You are a writer. In fact, you are probably a professional one. If you stop to think about it, you’ll realize that writing is one of the regular activities that your job entails.
Whether it’s jotting notes, composing messages to colleagues and clients, drafting proposals, filing reports, or assembling presentations, we write our way through the workday. While few of us are novelists, poets, or journalists, many of us do to some degree write for a living. And thanks to the internet, we write when we’re not working as well, continually and even prolifically. At work and at play, we are writers.
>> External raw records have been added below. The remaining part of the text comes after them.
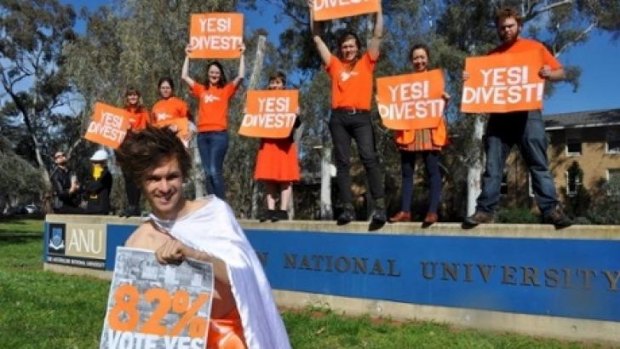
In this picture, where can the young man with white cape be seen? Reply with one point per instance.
(243, 313)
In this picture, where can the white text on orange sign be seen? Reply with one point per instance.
(110, 127)
(504, 86)
(326, 4)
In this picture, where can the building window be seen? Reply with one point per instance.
(613, 142)
(573, 182)
(573, 147)
(503, 189)
(613, 181)
(573, 142)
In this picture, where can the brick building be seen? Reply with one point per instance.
(589, 139)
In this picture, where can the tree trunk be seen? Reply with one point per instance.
(254, 78)
(326, 181)
(198, 177)
(475, 170)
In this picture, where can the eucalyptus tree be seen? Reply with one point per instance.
(34, 88)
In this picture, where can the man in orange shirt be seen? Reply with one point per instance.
(526, 129)
(351, 84)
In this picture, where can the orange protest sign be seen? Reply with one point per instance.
(180, 125)
(216, 35)
(270, 113)
(411, 101)
(503, 83)
(332, 9)
(108, 126)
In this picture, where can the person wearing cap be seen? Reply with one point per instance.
(99, 186)
(138, 119)
(66, 187)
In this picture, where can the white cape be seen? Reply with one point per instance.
(214, 229)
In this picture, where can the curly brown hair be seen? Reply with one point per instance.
(507, 12)
(142, 151)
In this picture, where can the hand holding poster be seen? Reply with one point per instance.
(157, 306)
(216, 35)
(411, 101)
(270, 113)
(503, 83)
(108, 126)
(180, 125)
(332, 9)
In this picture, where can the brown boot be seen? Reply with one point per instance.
(480, 217)
(401, 216)
(430, 218)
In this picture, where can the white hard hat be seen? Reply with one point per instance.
(100, 155)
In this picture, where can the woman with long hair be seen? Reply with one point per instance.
(427, 143)
(212, 122)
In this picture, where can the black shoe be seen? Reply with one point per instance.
(480, 217)
(266, 216)
(379, 216)
(346, 216)
(557, 218)
(279, 215)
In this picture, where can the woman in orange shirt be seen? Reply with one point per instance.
(425, 142)
(351, 71)
(212, 122)
(170, 107)
(138, 118)
(277, 165)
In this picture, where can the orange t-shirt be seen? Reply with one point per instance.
(171, 108)
(351, 88)
(138, 118)
(524, 45)
(213, 106)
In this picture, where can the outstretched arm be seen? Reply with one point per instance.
(315, 29)
(174, 252)
(552, 74)
(241, 73)
(185, 69)
(377, 35)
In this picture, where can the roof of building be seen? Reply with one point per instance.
(582, 119)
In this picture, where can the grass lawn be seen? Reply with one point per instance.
(47, 310)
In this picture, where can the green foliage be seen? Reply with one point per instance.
(19, 178)
(519, 215)
(577, 204)
(604, 209)
(114, 53)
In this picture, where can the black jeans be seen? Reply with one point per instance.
(407, 163)
(343, 126)
(527, 131)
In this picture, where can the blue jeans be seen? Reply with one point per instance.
(407, 163)
(213, 147)
(527, 131)
(344, 127)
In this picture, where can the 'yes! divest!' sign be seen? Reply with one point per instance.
(503, 83)
(216, 35)
(411, 101)
(332, 9)
(108, 126)
(270, 113)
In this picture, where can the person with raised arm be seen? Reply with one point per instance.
(213, 96)
(351, 72)
(138, 118)
(427, 143)
(526, 129)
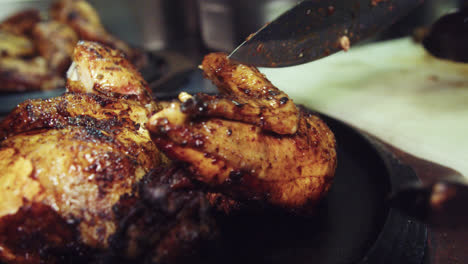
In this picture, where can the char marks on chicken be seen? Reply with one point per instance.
(105, 173)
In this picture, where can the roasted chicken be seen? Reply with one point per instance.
(35, 54)
(55, 42)
(251, 142)
(68, 160)
(21, 23)
(27, 75)
(14, 45)
(104, 173)
(84, 19)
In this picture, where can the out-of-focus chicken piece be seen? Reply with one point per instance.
(17, 75)
(101, 70)
(84, 19)
(14, 45)
(55, 42)
(247, 96)
(292, 171)
(21, 23)
(68, 161)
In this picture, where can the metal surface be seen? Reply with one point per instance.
(315, 29)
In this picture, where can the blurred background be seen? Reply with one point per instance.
(196, 26)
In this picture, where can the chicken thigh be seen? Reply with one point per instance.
(250, 142)
(68, 160)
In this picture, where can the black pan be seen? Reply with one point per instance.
(353, 224)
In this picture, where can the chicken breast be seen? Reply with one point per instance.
(249, 145)
(68, 161)
(55, 42)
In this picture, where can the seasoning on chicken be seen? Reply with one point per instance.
(18, 75)
(169, 221)
(13, 45)
(84, 19)
(101, 70)
(55, 42)
(21, 23)
(67, 161)
(251, 148)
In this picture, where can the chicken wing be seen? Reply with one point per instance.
(55, 42)
(68, 160)
(252, 157)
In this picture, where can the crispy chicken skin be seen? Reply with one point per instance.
(55, 42)
(18, 75)
(251, 157)
(84, 19)
(14, 45)
(74, 156)
(101, 70)
(247, 96)
(21, 23)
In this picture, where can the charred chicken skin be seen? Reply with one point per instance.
(84, 19)
(85, 176)
(35, 54)
(55, 42)
(251, 142)
(68, 160)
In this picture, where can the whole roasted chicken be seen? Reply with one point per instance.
(251, 142)
(105, 173)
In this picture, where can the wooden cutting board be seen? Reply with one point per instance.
(393, 90)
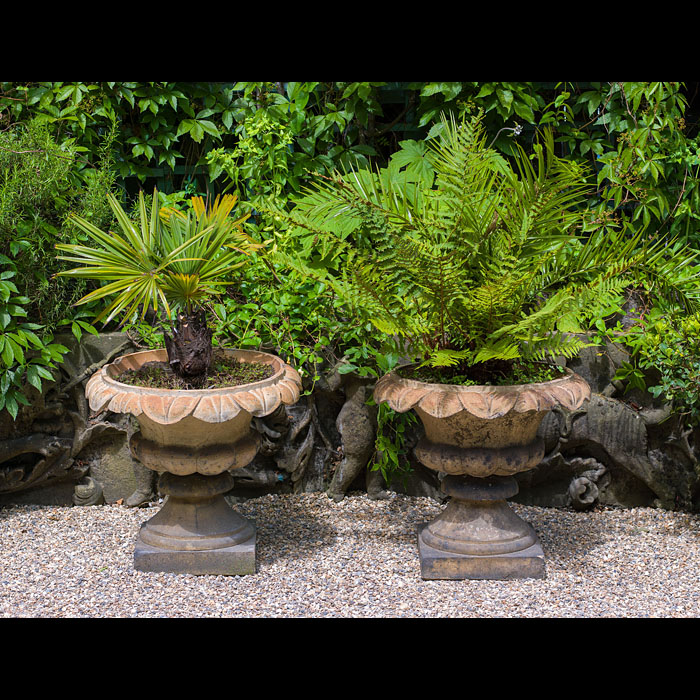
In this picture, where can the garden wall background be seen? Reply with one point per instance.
(616, 450)
(64, 145)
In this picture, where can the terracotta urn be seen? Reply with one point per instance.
(479, 437)
(194, 439)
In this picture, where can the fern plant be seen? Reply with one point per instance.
(489, 264)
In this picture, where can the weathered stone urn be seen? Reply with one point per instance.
(194, 439)
(479, 437)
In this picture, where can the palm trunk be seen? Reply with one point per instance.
(190, 349)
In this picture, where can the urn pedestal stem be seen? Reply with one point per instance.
(478, 535)
(196, 531)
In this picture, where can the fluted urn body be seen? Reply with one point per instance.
(479, 437)
(194, 439)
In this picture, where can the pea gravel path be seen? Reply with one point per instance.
(353, 559)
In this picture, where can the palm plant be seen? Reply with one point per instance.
(167, 261)
(489, 265)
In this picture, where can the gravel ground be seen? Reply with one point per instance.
(353, 559)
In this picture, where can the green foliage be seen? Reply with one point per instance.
(40, 181)
(174, 259)
(488, 263)
(390, 444)
(25, 357)
(664, 359)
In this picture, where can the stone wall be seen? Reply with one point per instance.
(618, 449)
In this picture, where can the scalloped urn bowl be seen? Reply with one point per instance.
(478, 438)
(194, 439)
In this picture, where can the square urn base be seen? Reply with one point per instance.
(237, 560)
(436, 564)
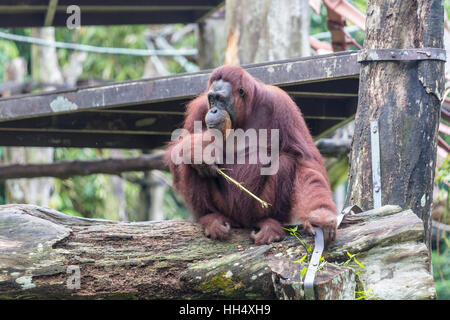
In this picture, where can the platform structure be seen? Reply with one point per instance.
(143, 113)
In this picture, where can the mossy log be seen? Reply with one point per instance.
(40, 248)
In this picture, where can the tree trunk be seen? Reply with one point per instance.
(266, 30)
(46, 254)
(405, 98)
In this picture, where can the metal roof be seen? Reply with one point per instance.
(143, 113)
(39, 13)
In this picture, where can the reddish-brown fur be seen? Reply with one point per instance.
(299, 191)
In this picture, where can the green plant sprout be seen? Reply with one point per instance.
(304, 261)
(293, 232)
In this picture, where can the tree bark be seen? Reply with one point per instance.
(41, 251)
(405, 98)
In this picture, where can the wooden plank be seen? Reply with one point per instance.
(286, 72)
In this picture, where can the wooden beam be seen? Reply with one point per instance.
(50, 13)
(183, 86)
(405, 99)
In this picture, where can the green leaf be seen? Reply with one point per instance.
(303, 271)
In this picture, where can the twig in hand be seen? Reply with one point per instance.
(264, 204)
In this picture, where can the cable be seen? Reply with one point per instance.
(89, 48)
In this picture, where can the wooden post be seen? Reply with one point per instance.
(405, 98)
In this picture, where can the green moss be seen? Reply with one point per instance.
(229, 287)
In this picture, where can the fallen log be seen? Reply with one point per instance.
(47, 254)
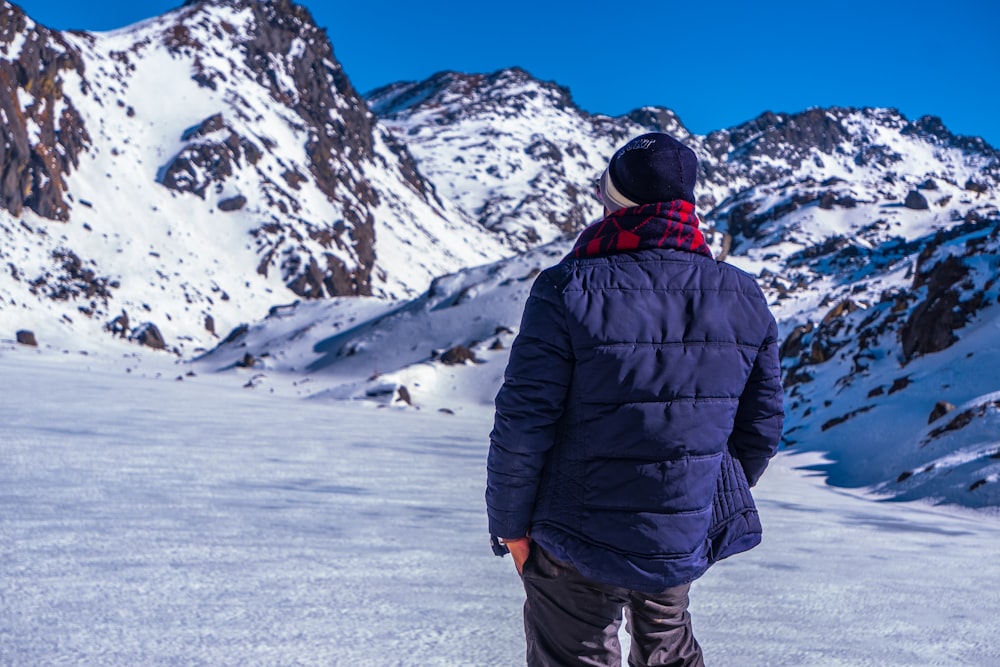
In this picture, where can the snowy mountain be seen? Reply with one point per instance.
(210, 182)
(199, 168)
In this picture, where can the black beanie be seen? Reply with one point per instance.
(652, 168)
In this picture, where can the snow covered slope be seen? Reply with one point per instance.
(210, 182)
(196, 169)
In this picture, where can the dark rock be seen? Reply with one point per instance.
(941, 408)
(931, 325)
(119, 326)
(403, 394)
(236, 334)
(458, 355)
(148, 334)
(26, 337)
(977, 187)
(233, 203)
(43, 134)
(916, 201)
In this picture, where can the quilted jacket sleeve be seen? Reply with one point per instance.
(760, 415)
(528, 409)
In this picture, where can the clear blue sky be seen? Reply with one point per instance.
(716, 64)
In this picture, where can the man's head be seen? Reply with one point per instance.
(652, 168)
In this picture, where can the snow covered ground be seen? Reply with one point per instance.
(152, 520)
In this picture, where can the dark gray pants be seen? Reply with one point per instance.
(572, 620)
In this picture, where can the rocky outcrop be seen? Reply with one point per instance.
(930, 327)
(42, 134)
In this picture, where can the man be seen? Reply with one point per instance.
(641, 402)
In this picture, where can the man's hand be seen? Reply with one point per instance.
(519, 548)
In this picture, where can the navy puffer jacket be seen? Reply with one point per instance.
(641, 401)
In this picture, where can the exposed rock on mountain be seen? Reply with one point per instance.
(139, 139)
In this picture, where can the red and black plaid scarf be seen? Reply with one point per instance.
(664, 225)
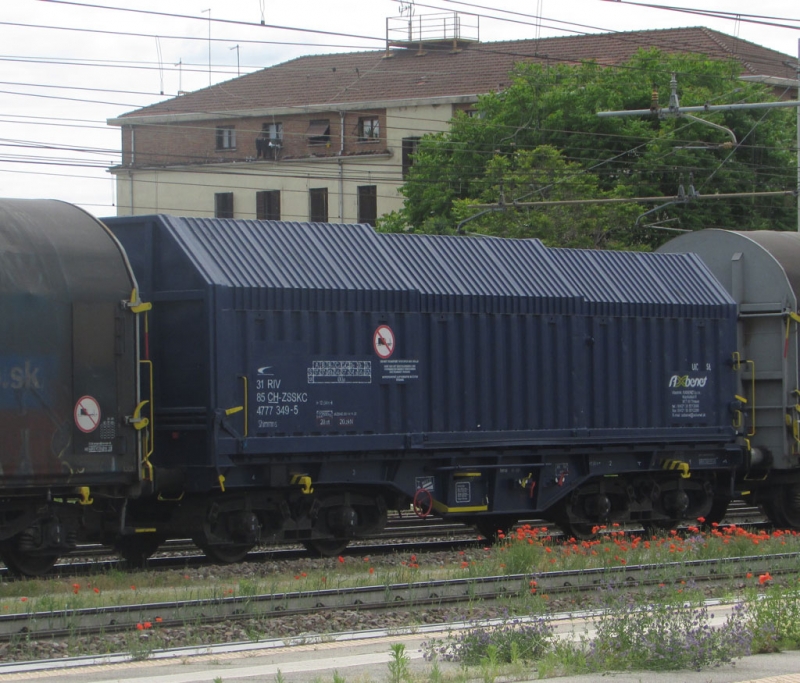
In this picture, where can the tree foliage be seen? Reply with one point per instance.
(541, 140)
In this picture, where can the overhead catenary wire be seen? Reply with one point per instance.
(153, 67)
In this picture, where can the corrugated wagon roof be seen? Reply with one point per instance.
(323, 266)
(511, 276)
(617, 282)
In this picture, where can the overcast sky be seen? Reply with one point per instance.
(68, 66)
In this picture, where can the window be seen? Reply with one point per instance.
(223, 205)
(269, 143)
(268, 205)
(409, 149)
(273, 132)
(226, 137)
(369, 129)
(319, 132)
(318, 205)
(368, 204)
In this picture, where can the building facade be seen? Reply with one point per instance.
(330, 138)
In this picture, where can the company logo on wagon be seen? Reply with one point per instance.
(684, 381)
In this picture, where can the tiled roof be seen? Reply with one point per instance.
(353, 77)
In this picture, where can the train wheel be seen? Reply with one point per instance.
(719, 508)
(783, 506)
(326, 547)
(653, 527)
(226, 554)
(20, 563)
(493, 528)
(136, 550)
(579, 530)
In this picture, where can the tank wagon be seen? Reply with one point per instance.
(274, 381)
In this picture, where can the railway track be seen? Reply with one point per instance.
(99, 620)
(403, 533)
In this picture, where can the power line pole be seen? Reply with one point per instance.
(675, 109)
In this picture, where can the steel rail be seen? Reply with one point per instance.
(60, 623)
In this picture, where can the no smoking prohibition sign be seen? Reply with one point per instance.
(87, 414)
(383, 341)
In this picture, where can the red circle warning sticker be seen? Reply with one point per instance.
(383, 341)
(87, 414)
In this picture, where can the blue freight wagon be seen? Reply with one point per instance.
(305, 378)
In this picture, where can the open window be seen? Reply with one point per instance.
(319, 132)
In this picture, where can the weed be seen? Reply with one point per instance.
(512, 642)
(665, 636)
(774, 619)
(399, 665)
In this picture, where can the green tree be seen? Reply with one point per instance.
(541, 139)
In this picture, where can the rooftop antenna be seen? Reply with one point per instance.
(236, 47)
(180, 76)
(209, 42)
(407, 8)
(160, 64)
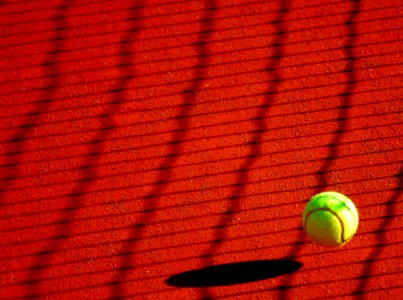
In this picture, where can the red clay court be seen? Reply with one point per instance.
(166, 149)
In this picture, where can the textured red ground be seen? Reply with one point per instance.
(143, 139)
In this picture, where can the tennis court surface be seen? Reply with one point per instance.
(166, 149)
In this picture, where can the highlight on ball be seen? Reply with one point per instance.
(330, 219)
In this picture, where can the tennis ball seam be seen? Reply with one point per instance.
(343, 240)
(343, 201)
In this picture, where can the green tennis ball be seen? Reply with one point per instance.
(330, 219)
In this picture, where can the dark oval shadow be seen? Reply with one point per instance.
(234, 273)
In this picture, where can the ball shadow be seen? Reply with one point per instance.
(234, 273)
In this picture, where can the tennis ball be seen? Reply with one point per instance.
(330, 219)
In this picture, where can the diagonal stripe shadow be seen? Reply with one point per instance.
(15, 146)
(344, 107)
(75, 198)
(127, 263)
(382, 240)
(255, 148)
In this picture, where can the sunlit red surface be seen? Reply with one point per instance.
(143, 139)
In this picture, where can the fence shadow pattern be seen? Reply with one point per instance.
(212, 275)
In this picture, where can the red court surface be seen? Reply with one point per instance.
(141, 140)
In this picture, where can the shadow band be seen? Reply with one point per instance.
(234, 273)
You are also a Christian, one who is called to be an “imitator of God” (Eph 5:1). How is all of this writing that you’re doing serving that purpose? For most of us, the answer is probably not much, at least in circumstances where we aren’t speaking explicitly as Christians. That was certainly the case for the two of us. After teaching at a Christian liberal arts college for a few years, we had the unsettling realization that not only how we taught writing but also our own approaches to writing were woefully thin on spiritual practice. We prayed to start our writing classes, and we prayed to start our writing sessions, but from that point forward, we were going it alone.
Thus began a collaborative exploration of how Christians in the past understood the relationship between the writing life and the spiritual life. Our key discovery was that for many Christians in earlier periods, writing was inescapably bound up with spiritual formation. In other words, not just what they were writing about mattered, but how they went about the task of writing mattered. What our spiritual ancestors realized is that the act of writing could be an opportunity to grow in the virtues that Scripture teaches, such as patience, generosity, hope, and love. Much more is at stake when we write, we came to see, than just getting our point across. Growing in writing and growing in virtue go hand in hand.
When we’ve shared this message with friends and students, our listeners’ first response has usually been smiles and nods. It sounds so lovely, doesn’t it? But quickly the scope of our argument sets in, and the questions begin: Do you really mean that all of my writing needs to reflect my Christian faith? What’s this got to do with my lab report? My email to my boss? My hilarious tweet? Here, we double down: All of our writing indeed presents occasions for growing into the virtues, for all of our writing entails connecting with those whom Christ calls us to love — our neighbors.
This may, we recognize, sound like a daunting task. And indeed we’ve concluded that it’s impossible to accomplish all at once and all by ourselves. Thankfully, the Christian life was never imagined as a one-time, pass-fail assignment. It’s not something that you complete on your own.